Contas públicas registram pior resultado para outubro da história

As contas públicas continuaram se deteriorando em outubro. Segundo dados do Banco Central, as contas do setor público consolidado (governo, estados, municípios e empresas estatais) tiveram um superávit primário, a economia feita para pagar juros da dívida pública e manter sua trajetória de queda, de R$ 3,72 bilhões no mês.

É o pior resultado, para meses de outubro, desde o início da série histórica do BC, em dezembro de 2001. Até então, o menor superávit primário para meses de outubro havia sido registrado no ano passado – quando o esforço fiscal do setor público somou R$ 6,18 bilhões.

Parcial do ano
Já nos dez primeiros meses deste ano, as contas do setor público registraram um déficit primário – receitas ficaram abaixo das despesas, mesmo sem contar juros da dívida – de R$ 11,55 bilhões, ainda segundo números divulgados pelo BC.
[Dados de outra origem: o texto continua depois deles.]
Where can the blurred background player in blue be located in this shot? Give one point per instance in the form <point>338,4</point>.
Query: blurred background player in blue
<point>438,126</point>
Foi a primeira vez desde o início da série histórica do BC (em 2002 para anos fechados), que as contas do setor público registraram um déficit nos dez primeiros meses de um ano.

Esse déficit na parcial deste ano se deve ao desempenho das contas do governo – que registraram um resultado negativo de R$ 14,56 bilhões no período – e das estatais, que registraram um déficit de R$ 2,3 bilhões. Os estados e municípios apresentaram um superávit primário de R$ 5,31 bilhões até outubro.

Contas públicas em 2014 e novo ministro da Fazenda
Em um ano marcado por eleições, as contas públicas têm registrado forte deterioração devido ao aumento de gastos públicos, à ajuda à Conta de Desenvolvimento Energético (CDE), e ao baixo ritmo de crescimento da arrecadação – resultado do fraco nível de atividade da economia e das desonerações de tributos anunciadas nos últimos anos pelo governo federal.

O ministro nomeado da Fazenda, Joaquim Levy, declarou nesta quinta-feira (27) que o objetivo imediato do governo e do Ministério da Fazenda é estabelecer uma meta de superávit primário para os três proximos anos que contemple a estabilização e declínio da dívida pública. Segundo ele, essa meta é fundamental para o aumento da confiança na economia e para a consolidação dos avanços sociais.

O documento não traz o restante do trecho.